The days when Deutsche Bank officials played big to win big are over. The lender’s new credo is “back to the roots.” The plan to overhaul Deutsche Bank is radical, DW’s Henrik Böhme writes, but the outcome remains open.
Deutsche Bank, Germany’s largest lender, has presented a radical agenda to stop the company from bleeding out. The 149-year-old bank has had a miserable time of late. CEO Christian Sewing, who’s been at the helm of the lender for about a year now, has decided to subject Deutsche Bank to an emergency operation. Cosmetic improvements won’t cut it anymore.
The bank logged a profit in 2018 for the first time in three years. It also boasted some earnings in the first quarter of 2019. But the €200 million ($225 million) in the black pales beside the profits booked by Deutsche Bank’s rivals — especially in the United States.
In theory, Deutsche Bank could also have logged a profit for the second quarter of 2019, but a huge restructuring offensive will prevent this. The planned layoffs of 18,000 workers in its investment banking division and elsewhere will initially cost a lot of money — up to €7.4 billion, according to the company’s own estimates. This means that Deutsche bank will post a €2.8 billion loss for the second quarter.
Deutsche Bank is unlikely to log a profit for 2019 overall. Shareholders will have to put up with no dividend payments for this year and 2020, but they will be glad not to see another capital increase that would further decrease the value of their shares.
In recent years, Deutsche Bank has issued new shares worth €27 billion — to no avail.
Sewing, the CEO, has used core capital to finance such activities, but Deutsche Bank, which is still regulated as a systemically important bank, has to provide a lot more of this core capital than other lenders do. At the same time, risky investments are to be outsourced in the form of a “bad bank.” We’re talking about no less than €74 billion in value.
Too many questions
The lender will part with a large portion of its former investment banking business to keep only the bits that were at least modestly successful. It will withdraw from interest rate product trading as it has failed to hold a candle to Wall Street in this business segment. That’s like a permanent demotion to the finance world’s second division.
Corporate and retail banking are to become the new focus, with Sewing saying that putting customers first again would be like going back to the lender’s roots. What then was Deutsche’s main focus before, if I may ask? Had employees forgotten who they were supposed to be there for? And, if so, why did it take so long before anyone noticed? What had the members of the supervisory council been doing all along?
Sewing has given his team three years. From 2022 on, Deutsche Bank will have had its glamour restored, according to this concept. Excessive costs will have to be drastically reduced, the IT infrastructure will have to be modernized, and the bank will have a much reduced workforce — at least that’s the plan.
Becoming competitive again is not going to be easy as Germany’s savings banks are increasingly boasting successful business operations. Should the European Central Bank continue its zero-interest-rate policy, Deutsche Bank will find it hard to increase profits.

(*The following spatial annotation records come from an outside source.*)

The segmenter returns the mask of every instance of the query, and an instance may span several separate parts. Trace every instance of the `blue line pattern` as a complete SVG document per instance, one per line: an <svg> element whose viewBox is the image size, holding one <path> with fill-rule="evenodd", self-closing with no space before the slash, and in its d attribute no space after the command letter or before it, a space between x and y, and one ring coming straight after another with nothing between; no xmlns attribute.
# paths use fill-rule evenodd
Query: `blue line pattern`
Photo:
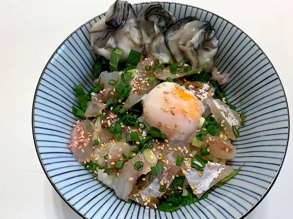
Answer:
<svg viewBox="0 0 293 219"><path fill-rule="evenodd" d="M133 5L137 12L145 3ZM175 212L146 210L118 199L114 191L73 158L68 147L71 127L78 118L74 87L88 91L96 55L89 49L92 26L104 16L90 21L73 33L54 54L36 92L33 127L36 147L44 169L60 195L84 218L237 218L258 203L275 179L285 153L289 115L277 75L265 54L246 34L220 17L195 7L164 3L177 19L196 16L213 25L219 41L219 71L228 73L222 86L229 102L241 107L245 125L233 143L237 154L227 163L242 170L225 186L213 187L206 199Z"/></svg>

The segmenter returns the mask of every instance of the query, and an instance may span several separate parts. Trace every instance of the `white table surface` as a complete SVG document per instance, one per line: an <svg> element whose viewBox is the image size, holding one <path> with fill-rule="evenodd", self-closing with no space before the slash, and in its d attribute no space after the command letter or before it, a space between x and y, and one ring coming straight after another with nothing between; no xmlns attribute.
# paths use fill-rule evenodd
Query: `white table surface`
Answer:
<svg viewBox="0 0 293 219"><path fill-rule="evenodd" d="M279 74L292 115L291 1L173 1L193 5L224 17L256 42ZM0 218L80 218L55 192L41 167L31 130L33 99L40 75L57 47L80 25L106 11L113 2L1 1L0 111L4 123L0 129L1 138L5 141L0 145ZM292 218L292 143L291 139L275 185L247 218Z"/></svg>

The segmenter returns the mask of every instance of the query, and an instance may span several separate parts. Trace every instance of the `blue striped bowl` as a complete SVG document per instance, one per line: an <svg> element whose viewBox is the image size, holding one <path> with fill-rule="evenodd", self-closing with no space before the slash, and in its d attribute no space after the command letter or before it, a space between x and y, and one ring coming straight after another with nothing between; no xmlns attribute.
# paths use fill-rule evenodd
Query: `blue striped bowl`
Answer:
<svg viewBox="0 0 293 219"><path fill-rule="evenodd" d="M237 154L227 162L245 165L224 186L212 188L208 197L172 213L146 210L117 198L74 159L68 147L70 131L78 118L74 88L88 90L94 84L96 56L89 49L89 31L104 16L98 16L68 37L50 58L34 97L32 126L40 161L52 185L73 210L86 218L243 218L262 200L278 175L287 149L289 113L281 82L259 46L235 25L213 13L181 4L163 3L178 19L190 16L209 21L216 31L216 56L221 72L230 74L223 86L229 102L242 108L245 125L234 143ZM146 3L133 5L137 13Z"/></svg>

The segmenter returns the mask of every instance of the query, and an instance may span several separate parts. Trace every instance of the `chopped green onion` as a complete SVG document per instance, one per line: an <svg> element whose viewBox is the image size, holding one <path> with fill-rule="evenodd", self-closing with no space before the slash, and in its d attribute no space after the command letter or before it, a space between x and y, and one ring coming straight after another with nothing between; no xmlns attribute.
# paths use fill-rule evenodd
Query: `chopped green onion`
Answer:
<svg viewBox="0 0 293 219"><path fill-rule="evenodd" d="M244 114L242 111L242 108L240 107L241 109L241 114L240 115L240 118L241 118L241 125L243 126L245 125L245 123L244 122Z"/></svg>
<svg viewBox="0 0 293 219"><path fill-rule="evenodd" d="M152 77L149 77L149 83L150 84L154 84L154 78Z"/></svg>
<svg viewBox="0 0 293 219"><path fill-rule="evenodd" d="M240 137L240 135L239 134L239 131L235 126L232 126L232 131L233 131L233 133L234 135L236 137Z"/></svg>
<svg viewBox="0 0 293 219"><path fill-rule="evenodd" d="M168 77L167 78L166 78L166 80L167 80L167 82L173 82L173 79L172 79L172 78L170 78L170 77Z"/></svg>
<svg viewBox="0 0 293 219"><path fill-rule="evenodd" d="M153 174L157 174L163 171L164 168L163 165L161 164L159 164L154 166L151 167L150 169L152 171L152 172Z"/></svg>
<svg viewBox="0 0 293 219"><path fill-rule="evenodd" d="M154 126L152 126L150 127L150 131L152 136L155 137L160 137L161 135L162 131L157 128Z"/></svg>
<svg viewBox="0 0 293 219"><path fill-rule="evenodd" d="M121 75L121 81L123 82L125 82L129 80L130 77L127 73L123 72Z"/></svg>
<svg viewBox="0 0 293 219"><path fill-rule="evenodd" d="M150 176L149 176L149 181L150 182L151 182L155 178L157 177L157 174L156 173L155 174L154 174L154 176L153 178L151 178L150 176L151 176L152 174L153 174L152 173L151 173L151 174L150 174Z"/></svg>
<svg viewBox="0 0 293 219"><path fill-rule="evenodd" d="M202 69L203 67L205 65L205 64L206 64L207 63L208 63L208 62L207 62L203 64L200 67L195 69L195 70L194 70L194 71L193 71L191 73L190 73L189 74L187 75L187 76L189 76L190 75L193 75L194 74L197 74L198 72L200 71L201 71L201 69Z"/></svg>
<svg viewBox="0 0 293 219"><path fill-rule="evenodd" d="M116 134L116 138L117 139L117 140L118 141L122 140L122 134L121 132L118 133Z"/></svg>
<svg viewBox="0 0 293 219"><path fill-rule="evenodd" d="M116 80L114 80L114 79L111 79L109 81L109 82L108 82L108 83L110 85L113 86L117 84L117 82L116 81Z"/></svg>
<svg viewBox="0 0 293 219"><path fill-rule="evenodd" d="M146 65L146 67L145 68L146 70L146 71L150 71L152 70L152 67L149 65Z"/></svg>
<svg viewBox="0 0 293 219"><path fill-rule="evenodd" d="M129 153L129 157L130 158L133 158L136 155L136 153L134 151L131 151Z"/></svg>
<svg viewBox="0 0 293 219"><path fill-rule="evenodd" d="M115 49L111 54L111 58L109 63L110 70L111 72L117 71L118 71L117 68L118 63L121 55L123 53L123 50Z"/></svg>
<svg viewBox="0 0 293 219"><path fill-rule="evenodd" d="M171 74L175 74L177 72L177 65L176 64L173 64L169 67L169 69Z"/></svg>
<svg viewBox="0 0 293 219"><path fill-rule="evenodd" d="M117 133L121 133L122 132L122 127L120 123L115 123L115 128L116 129L116 132Z"/></svg>
<svg viewBox="0 0 293 219"><path fill-rule="evenodd" d="M182 188L182 195L183 197L187 196L188 195L188 191L185 188Z"/></svg>
<svg viewBox="0 0 293 219"><path fill-rule="evenodd" d="M116 92L120 95L122 95L123 90L125 88L129 87L129 85L125 82L121 82L116 87Z"/></svg>
<svg viewBox="0 0 293 219"><path fill-rule="evenodd" d="M210 76L206 72L204 72L204 74L202 75L202 78L206 81L208 81L209 80L210 80L210 78L211 77L210 77Z"/></svg>
<svg viewBox="0 0 293 219"><path fill-rule="evenodd" d="M192 145L197 147L200 147L201 146L202 142L198 140L196 137L194 138L192 141Z"/></svg>
<svg viewBox="0 0 293 219"><path fill-rule="evenodd" d="M145 124L142 122L140 122L138 123L138 127L142 130L143 130L146 127Z"/></svg>
<svg viewBox="0 0 293 219"><path fill-rule="evenodd" d="M137 171L140 171L143 168L143 163L141 161L138 161L134 164L134 169Z"/></svg>
<svg viewBox="0 0 293 219"><path fill-rule="evenodd" d="M198 161L199 161L201 163L201 162L202 162L204 164L208 163L208 160L206 160L205 159L203 158L202 157L200 157L198 155L194 155L194 156L193 158L194 159L195 159L197 160Z"/></svg>
<svg viewBox="0 0 293 219"><path fill-rule="evenodd" d="M114 134L116 132L116 128L113 126L109 126L109 127L108 128L108 130L111 133Z"/></svg>
<svg viewBox="0 0 293 219"><path fill-rule="evenodd" d="M191 167L193 168L195 168L197 170L201 172L202 172L204 171L203 168L197 164L193 163L191 164Z"/></svg>
<svg viewBox="0 0 293 219"><path fill-rule="evenodd" d="M156 71L158 68L161 67L161 66L159 64L157 65L155 67L153 68L153 70L154 70L154 71Z"/></svg>
<svg viewBox="0 0 293 219"><path fill-rule="evenodd" d="M217 135L218 132L218 129L215 126L213 125L210 126L208 129L208 133L212 136L215 136Z"/></svg>
<svg viewBox="0 0 293 219"><path fill-rule="evenodd" d="M208 151L208 149L206 148L201 148L200 153L202 156L207 156L211 154L210 152Z"/></svg>
<svg viewBox="0 0 293 219"><path fill-rule="evenodd" d="M208 132L205 130L201 130L196 134L195 137L198 140L202 141L204 140Z"/></svg>
<svg viewBox="0 0 293 219"><path fill-rule="evenodd" d="M131 141L132 141L132 144L131 144L129 143L129 141L128 140L128 137L129 136L129 138L130 138ZM127 142L127 143L129 144L130 146L134 146L134 145L135 144L134 143L134 141L131 138L131 137L130 136L130 133L128 133L126 135L126 141Z"/></svg>
<svg viewBox="0 0 293 219"><path fill-rule="evenodd" d="M181 166L183 162L183 157L182 156L178 156L176 160L176 166Z"/></svg>
<svg viewBox="0 0 293 219"><path fill-rule="evenodd" d="M116 168L117 169L121 169L123 168L124 165L124 162L123 161L118 161L116 163Z"/></svg>
<svg viewBox="0 0 293 219"><path fill-rule="evenodd" d="M107 105L107 108L109 109L111 107L114 107L114 100L112 98L109 98L106 102L106 105Z"/></svg>

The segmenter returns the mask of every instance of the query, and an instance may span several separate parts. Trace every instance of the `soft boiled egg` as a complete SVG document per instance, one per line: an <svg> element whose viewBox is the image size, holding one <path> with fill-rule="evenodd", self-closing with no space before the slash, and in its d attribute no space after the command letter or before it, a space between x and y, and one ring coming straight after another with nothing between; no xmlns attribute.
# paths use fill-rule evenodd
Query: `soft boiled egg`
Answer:
<svg viewBox="0 0 293 219"><path fill-rule="evenodd" d="M183 141L197 128L202 105L191 92L175 83L156 86L143 100L143 116L169 140Z"/></svg>

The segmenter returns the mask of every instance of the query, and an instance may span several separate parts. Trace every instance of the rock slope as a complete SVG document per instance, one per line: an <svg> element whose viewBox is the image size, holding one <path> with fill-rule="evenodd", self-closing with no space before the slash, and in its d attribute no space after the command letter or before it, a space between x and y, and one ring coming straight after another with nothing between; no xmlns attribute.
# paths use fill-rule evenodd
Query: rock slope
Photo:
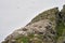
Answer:
<svg viewBox="0 0 65 43"><path fill-rule="evenodd" d="M53 8L40 13L2 43L65 43L65 5L61 11Z"/></svg>

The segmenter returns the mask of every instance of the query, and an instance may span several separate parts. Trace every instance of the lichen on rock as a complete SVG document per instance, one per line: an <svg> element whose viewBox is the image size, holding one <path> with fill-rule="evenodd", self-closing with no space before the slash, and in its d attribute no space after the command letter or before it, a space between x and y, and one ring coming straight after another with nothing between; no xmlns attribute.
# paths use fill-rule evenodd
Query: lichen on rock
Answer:
<svg viewBox="0 0 65 43"><path fill-rule="evenodd" d="M53 8L40 13L2 43L65 43L65 5L62 11Z"/></svg>

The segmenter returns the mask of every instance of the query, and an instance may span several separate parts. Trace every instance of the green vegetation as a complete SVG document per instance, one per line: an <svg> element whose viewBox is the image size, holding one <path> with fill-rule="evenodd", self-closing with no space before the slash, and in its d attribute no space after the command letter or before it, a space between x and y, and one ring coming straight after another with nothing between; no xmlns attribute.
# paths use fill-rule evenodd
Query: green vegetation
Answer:
<svg viewBox="0 0 65 43"><path fill-rule="evenodd" d="M60 23L57 24L57 26L56 26L56 33L57 33L56 40L57 40L60 37L62 37L64 29L65 29L64 23L63 23L63 22L60 22Z"/></svg>

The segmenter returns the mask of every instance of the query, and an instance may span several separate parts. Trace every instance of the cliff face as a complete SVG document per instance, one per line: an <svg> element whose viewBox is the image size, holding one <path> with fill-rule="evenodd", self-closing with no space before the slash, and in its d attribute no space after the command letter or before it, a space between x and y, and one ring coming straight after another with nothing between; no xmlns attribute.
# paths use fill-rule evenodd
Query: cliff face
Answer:
<svg viewBox="0 0 65 43"><path fill-rule="evenodd" d="M65 43L65 5L40 13L2 43Z"/></svg>

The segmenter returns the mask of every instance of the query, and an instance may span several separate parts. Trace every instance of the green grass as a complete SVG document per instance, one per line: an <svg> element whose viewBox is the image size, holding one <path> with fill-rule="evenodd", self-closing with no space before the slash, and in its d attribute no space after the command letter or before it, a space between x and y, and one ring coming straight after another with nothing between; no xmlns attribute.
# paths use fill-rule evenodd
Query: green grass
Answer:
<svg viewBox="0 0 65 43"><path fill-rule="evenodd" d="M56 40L60 37L62 37L64 29L65 29L64 23L63 22L58 23L57 26L56 26L56 33L57 33Z"/></svg>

Germany’s largest lender is making a radical cut — and it’s one that has been overdue. The question is whether the management can motivate employees to carry out the necessary reforms. After all, workers have suffered in recent years as several policy changes haven’t yielded their desired effects.
And customers have to be convinced, too. Just saying everything will be different will not be enough to win back disenchanted clients who have left Deutsche Bank behind.